Tebbit withdraws remarks about wishing McGuinness shot

Former Chingford MP speaks about his wife’s pain since explosion

Former Conservative Party chairman Norman Tebbit  withdraws remarks. Photograph: Dan Chung/Reuters

Former Conservative Party chairman Norman Tebbit withdraws remarks. Photograph: Dan Chung/Reuters

Sat, Apr 12, 2014, 01:00

Former Conservative Party chairman Norman Tebbit has withdrawn remarks he made about wishing to see Martin McGuinness shot by dissident republicans.

Lord Tebbit said in a radio interview, following Mr McGuinness’s invitation to Windsor Castle by the queen on Tuesday: “There’s always the possibility that a member of the Real IRA will be so outraged by Mr McGuinness bowing to the queen that they might shoot him in the back for it. We can but hope.”

Asked by the BBC if he meant what he said, Lord Tebbit said: “That’s the way it is.”

However, following a storm of protest, including a public rebuke by a Conservative cabinet minister, the former Chingford MP has withdrawn his remarks.

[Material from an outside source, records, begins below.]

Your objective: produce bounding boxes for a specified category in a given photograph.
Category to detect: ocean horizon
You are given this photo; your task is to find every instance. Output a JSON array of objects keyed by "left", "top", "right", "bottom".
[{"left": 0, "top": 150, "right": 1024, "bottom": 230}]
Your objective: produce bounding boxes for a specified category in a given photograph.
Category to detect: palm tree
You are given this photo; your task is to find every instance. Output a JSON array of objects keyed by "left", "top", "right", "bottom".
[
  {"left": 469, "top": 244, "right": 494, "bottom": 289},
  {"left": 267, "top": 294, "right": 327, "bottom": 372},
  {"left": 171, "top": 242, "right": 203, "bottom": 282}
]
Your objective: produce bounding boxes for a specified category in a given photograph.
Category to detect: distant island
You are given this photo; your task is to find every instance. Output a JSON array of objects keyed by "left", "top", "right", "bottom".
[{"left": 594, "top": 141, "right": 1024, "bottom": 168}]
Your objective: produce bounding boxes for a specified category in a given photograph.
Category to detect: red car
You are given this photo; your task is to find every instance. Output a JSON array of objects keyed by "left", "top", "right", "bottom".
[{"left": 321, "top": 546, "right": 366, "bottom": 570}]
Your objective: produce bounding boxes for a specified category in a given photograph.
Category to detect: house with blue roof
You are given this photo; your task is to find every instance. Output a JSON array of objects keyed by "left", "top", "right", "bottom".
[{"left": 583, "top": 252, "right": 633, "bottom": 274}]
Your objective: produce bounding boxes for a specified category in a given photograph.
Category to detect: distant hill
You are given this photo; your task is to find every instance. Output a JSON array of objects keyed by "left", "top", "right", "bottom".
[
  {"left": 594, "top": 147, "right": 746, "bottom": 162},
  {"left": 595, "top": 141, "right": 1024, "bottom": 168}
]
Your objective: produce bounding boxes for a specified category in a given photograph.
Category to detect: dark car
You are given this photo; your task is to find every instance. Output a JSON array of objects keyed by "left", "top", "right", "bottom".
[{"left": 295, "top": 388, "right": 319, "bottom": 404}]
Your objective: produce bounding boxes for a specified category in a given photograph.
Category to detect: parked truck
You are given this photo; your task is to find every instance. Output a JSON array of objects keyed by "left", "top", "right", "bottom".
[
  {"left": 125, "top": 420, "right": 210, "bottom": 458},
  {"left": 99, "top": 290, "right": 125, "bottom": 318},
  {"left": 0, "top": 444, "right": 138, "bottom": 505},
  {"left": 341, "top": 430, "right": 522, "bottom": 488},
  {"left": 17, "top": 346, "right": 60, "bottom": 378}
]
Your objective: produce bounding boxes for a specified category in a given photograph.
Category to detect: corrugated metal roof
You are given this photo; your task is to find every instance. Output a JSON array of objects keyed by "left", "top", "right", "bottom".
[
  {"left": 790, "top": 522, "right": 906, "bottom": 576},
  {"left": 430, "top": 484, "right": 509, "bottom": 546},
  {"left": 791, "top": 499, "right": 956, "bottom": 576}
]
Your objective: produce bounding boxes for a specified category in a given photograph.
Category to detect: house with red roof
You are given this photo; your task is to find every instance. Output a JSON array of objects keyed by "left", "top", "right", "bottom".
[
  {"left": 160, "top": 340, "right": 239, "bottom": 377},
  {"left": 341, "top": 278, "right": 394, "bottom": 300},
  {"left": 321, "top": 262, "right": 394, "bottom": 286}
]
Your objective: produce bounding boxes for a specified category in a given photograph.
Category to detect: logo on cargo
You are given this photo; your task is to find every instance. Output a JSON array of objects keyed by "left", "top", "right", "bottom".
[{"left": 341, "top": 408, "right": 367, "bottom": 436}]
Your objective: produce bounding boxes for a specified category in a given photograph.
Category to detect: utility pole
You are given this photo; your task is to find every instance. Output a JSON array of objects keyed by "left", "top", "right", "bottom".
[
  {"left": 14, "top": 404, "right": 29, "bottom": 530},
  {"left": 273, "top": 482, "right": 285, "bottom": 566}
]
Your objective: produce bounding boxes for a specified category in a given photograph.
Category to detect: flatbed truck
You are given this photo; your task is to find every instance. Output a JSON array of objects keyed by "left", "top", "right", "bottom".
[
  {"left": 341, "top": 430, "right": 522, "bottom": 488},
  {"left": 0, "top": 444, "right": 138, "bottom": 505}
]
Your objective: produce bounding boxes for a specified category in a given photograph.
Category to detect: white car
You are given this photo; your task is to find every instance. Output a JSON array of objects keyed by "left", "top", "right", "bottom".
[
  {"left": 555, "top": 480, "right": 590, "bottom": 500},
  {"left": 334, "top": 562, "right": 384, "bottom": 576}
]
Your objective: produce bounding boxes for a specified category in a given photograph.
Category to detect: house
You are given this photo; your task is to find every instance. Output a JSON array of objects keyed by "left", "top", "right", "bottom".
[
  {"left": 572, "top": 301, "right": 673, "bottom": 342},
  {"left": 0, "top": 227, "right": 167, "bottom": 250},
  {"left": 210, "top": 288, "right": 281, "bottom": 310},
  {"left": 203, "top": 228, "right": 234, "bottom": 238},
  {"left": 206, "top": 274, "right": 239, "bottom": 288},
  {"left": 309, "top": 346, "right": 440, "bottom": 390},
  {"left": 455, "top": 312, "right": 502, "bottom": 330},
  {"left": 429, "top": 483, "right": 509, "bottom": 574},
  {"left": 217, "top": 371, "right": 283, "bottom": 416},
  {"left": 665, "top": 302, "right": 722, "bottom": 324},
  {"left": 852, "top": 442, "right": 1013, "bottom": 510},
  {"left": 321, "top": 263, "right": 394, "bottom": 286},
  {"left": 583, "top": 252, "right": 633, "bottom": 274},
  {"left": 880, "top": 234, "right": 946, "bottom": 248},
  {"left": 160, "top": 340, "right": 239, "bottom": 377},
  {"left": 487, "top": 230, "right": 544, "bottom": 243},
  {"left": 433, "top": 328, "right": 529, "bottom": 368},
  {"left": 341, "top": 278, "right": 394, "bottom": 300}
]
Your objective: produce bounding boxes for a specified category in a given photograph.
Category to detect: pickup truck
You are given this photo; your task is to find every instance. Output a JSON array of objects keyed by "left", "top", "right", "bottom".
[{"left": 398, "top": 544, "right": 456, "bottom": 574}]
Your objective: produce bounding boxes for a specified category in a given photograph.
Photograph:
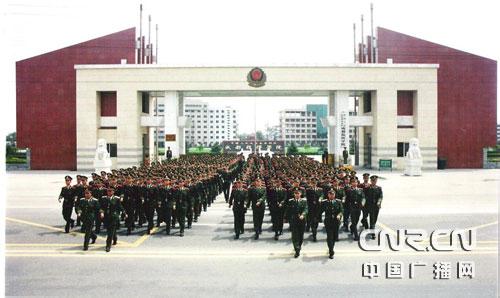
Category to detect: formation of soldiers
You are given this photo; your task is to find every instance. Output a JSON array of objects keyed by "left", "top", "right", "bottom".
[
  {"left": 59, "top": 155, "right": 244, "bottom": 251},
  {"left": 229, "top": 155, "right": 383, "bottom": 259},
  {"left": 59, "top": 154, "right": 383, "bottom": 259}
]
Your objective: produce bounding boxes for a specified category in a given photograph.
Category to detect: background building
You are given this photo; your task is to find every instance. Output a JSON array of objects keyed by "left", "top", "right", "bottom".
[
  {"left": 279, "top": 109, "right": 326, "bottom": 146},
  {"left": 306, "top": 104, "right": 328, "bottom": 139},
  {"left": 184, "top": 101, "right": 239, "bottom": 146},
  {"left": 377, "top": 27, "right": 497, "bottom": 168},
  {"left": 16, "top": 28, "right": 497, "bottom": 170},
  {"left": 16, "top": 28, "right": 136, "bottom": 170}
]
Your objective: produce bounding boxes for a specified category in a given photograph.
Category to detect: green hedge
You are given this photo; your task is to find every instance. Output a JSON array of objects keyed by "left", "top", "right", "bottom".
[{"left": 6, "top": 156, "right": 26, "bottom": 164}]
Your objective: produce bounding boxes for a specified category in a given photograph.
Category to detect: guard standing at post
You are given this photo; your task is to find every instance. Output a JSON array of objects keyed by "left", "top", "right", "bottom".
[
  {"left": 77, "top": 189, "right": 99, "bottom": 250},
  {"left": 347, "top": 178, "right": 365, "bottom": 241},
  {"left": 365, "top": 175, "right": 383, "bottom": 239},
  {"left": 229, "top": 180, "right": 248, "bottom": 239},
  {"left": 247, "top": 178, "right": 266, "bottom": 240},
  {"left": 286, "top": 188, "right": 307, "bottom": 258},
  {"left": 321, "top": 189, "right": 342, "bottom": 259},
  {"left": 59, "top": 176, "right": 75, "bottom": 233}
]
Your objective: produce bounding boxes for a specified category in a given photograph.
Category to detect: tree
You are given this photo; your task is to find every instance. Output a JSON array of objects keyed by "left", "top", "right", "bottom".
[{"left": 287, "top": 142, "right": 299, "bottom": 155}]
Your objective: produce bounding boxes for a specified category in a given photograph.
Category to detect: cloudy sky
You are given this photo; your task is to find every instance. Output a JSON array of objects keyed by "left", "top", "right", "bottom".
[{"left": 0, "top": 0, "right": 500, "bottom": 132}]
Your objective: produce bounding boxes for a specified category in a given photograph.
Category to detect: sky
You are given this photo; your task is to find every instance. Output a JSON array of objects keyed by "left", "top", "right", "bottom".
[{"left": 0, "top": 0, "right": 500, "bottom": 134}]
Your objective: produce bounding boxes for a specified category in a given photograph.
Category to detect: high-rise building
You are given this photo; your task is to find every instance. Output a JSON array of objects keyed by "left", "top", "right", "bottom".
[
  {"left": 158, "top": 101, "right": 239, "bottom": 148},
  {"left": 280, "top": 109, "right": 326, "bottom": 145},
  {"left": 306, "top": 104, "right": 328, "bottom": 139}
]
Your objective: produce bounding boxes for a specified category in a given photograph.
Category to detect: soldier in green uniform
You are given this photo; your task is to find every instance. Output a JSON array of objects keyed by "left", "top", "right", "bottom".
[
  {"left": 100, "top": 188, "right": 128, "bottom": 252},
  {"left": 321, "top": 189, "right": 342, "bottom": 259},
  {"left": 173, "top": 180, "right": 192, "bottom": 237},
  {"left": 76, "top": 189, "right": 99, "bottom": 250},
  {"left": 229, "top": 180, "right": 248, "bottom": 239},
  {"left": 306, "top": 181, "right": 323, "bottom": 242},
  {"left": 358, "top": 173, "right": 370, "bottom": 229},
  {"left": 364, "top": 175, "right": 383, "bottom": 239},
  {"left": 92, "top": 180, "right": 106, "bottom": 234},
  {"left": 347, "top": 178, "right": 365, "bottom": 241},
  {"left": 59, "top": 176, "right": 75, "bottom": 233},
  {"left": 142, "top": 178, "right": 158, "bottom": 235},
  {"left": 247, "top": 179, "right": 266, "bottom": 240},
  {"left": 274, "top": 182, "right": 287, "bottom": 240},
  {"left": 160, "top": 179, "right": 174, "bottom": 235},
  {"left": 286, "top": 188, "right": 307, "bottom": 258}
]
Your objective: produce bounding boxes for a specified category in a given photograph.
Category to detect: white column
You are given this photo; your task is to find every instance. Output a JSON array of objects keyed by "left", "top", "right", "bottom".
[
  {"left": 165, "top": 91, "right": 185, "bottom": 158},
  {"left": 176, "top": 92, "right": 187, "bottom": 155},
  {"left": 333, "top": 90, "right": 349, "bottom": 157}
]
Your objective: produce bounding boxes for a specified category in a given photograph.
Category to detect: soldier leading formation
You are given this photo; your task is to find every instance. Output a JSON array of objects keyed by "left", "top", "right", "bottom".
[{"left": 59, "top": 154, "right": 383, "bottom": 259}]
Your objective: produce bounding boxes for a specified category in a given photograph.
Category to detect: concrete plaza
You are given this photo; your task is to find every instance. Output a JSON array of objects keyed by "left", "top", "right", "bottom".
[{"left": 5, "top": 170, "right": 500, "bottom": 297}]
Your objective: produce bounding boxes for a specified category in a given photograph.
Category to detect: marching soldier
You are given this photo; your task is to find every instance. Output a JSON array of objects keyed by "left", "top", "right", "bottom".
[
  {"left": 92, "top": 180, "right": 106, "bottom": 234},
  {"left": 364, "top": 175, "right": 383, "bottom": 239},
  {"left": 122, "top": 177, "right": 136, "bottom": 236},
  {"left": 274, "top": 182, "right": 287, "bottom": 240},
  {"left": 59, "top": 176, "right": 75, "bottom": 233},
  {"left": 77, "top": 189, "right": 99, "bottom": 250},
  {"left": 247, "top": 179, "right": 266, "bottom": 240},
  {"left": 74, "top": 175, "right": 88, "bottom": 226},
  {"left": 359, "top": 173, "right": 370, "bottom": 229},
  {"left": 173, "top": 181, "right": 192, "bottom": 237},
  {"left": 347, "top": 178, "right": 365, "bottom": 241},
  {"left": 160, "top": 179, "right": 174, "bottom": 235},
  {"left": 100, "top": 188, "right": 128, "bottom": 252},
  {"left": 286, "top": 188, "right": 308, "bottom": 258},
  {"left": 229, "top": 180, "right": 248, "bottom": 239},
  {"left": 306, "top": 181, "right": 323, "bottom": 242},
  {"left": 321, "top": 189, "right": 342, "bottom": 259}
]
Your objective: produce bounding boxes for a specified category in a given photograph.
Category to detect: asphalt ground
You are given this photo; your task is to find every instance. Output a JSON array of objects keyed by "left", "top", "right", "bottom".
[{"left": 5, "top": 170, "right": 500, "bottom": 297}]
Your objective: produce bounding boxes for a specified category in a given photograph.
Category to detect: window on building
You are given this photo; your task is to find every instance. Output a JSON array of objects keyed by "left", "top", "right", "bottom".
[
  {"left": 398, "top": 142, "right": 410, "bottom": 157},
  {"left": 141, "top": 92, "right": 149, "bottom": 114},
  {"left": 108, "top": 143, "right": 118, "bottom": 157},
  {"left": 363, "top": 91, "right": 372, "bottom": 113}
]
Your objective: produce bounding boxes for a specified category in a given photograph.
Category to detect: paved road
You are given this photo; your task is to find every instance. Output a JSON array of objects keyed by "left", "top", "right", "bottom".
[{"left": 5, "top": 170, "right": 500, "bottom": 297}]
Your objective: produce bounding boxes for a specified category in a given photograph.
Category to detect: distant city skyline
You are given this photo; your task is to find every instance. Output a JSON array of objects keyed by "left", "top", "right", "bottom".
[{"left": 186, "top": 96, "right": 327, "bottom": 134}]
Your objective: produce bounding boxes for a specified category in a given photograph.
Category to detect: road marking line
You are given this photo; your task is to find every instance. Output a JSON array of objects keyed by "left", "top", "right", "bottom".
[
  {"left": 5, "top": 217, "right": 131, "bottom": 244},
  {"left": 377, "top": 221, "right": 397, "bottom": 236},
  {"left": 5, "top": 250, "right": 498, "bottom": 259},
  {"left": 132, "top": 227, "right": 158, "bottom": 247}
]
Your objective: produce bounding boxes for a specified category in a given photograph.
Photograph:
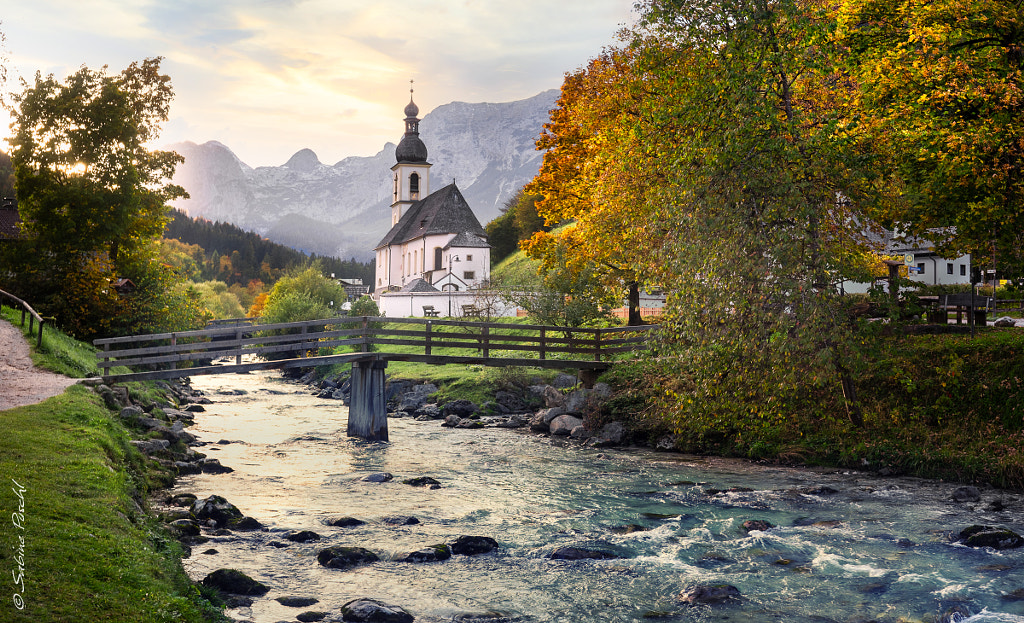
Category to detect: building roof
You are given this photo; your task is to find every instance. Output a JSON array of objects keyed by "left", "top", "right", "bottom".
[
  {"left": 375, "top": 182, "right": 487, "bottom": 249},
  {"left": 399, "top": 278, "right": 440, "bottom": 292},
  {"left": 444, "top": 232, "right": 490, "bottom": 249}
]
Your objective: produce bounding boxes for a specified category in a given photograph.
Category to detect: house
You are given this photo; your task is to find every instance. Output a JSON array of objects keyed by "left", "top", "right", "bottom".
[
  {"left": 375, "top": 90, "right": 490, "bottom": 294},
  {"left": 842, "top": 232, "right": 971, "bottom": 293},
  {"left": 0, "top": 197, "right": 22, "bottom": 240}
]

He told BBC Radio Ulster “I don’t think I would advise anyone or entreat anybody to shoot Mr McGuinness – I would welcome it if he was brought to trial, of course.”

‘Owned up to crimes’

“When he has owned up to the crimes that were plotted and carried out by the IRA when he was a leader and could have said ‘no we must not do that’, when he has pleaded for forgiveness and expressed his repentance, then of course I would be very pleased to meet him and talk about those things,” he said.

Lord Tebbit said his wife Margaret was among 31 people seriously injured in the IRA bombing of the Grand Hotel in Brighton during the 1984 Tory conference. His wife was paralysed in the explosion and had suffered poor health since then, Lord Tebbit told the programme.

‘Great deal of pain’

“She is in a great deal of pain, she is extremely limited in what she can do and she is entirely dependent on people to look after her,” he said.

“We are not able to go on a holiday or anything of that kind, and she can scarcely go to visit anyone because there are very few places that are adequately equipped for her to be looked after.

She lives a very restricted life – she is in prison.”

Mr McGuinness said the original comments were regrettable and Sinn Féin president Gerry Adams said they illustrated the need for a wide-ranging process to deal with the legacy of the Troubles. Northern Secretary Theresa Villiers said Lord Tebbit’s original comments were “highly dangerous”.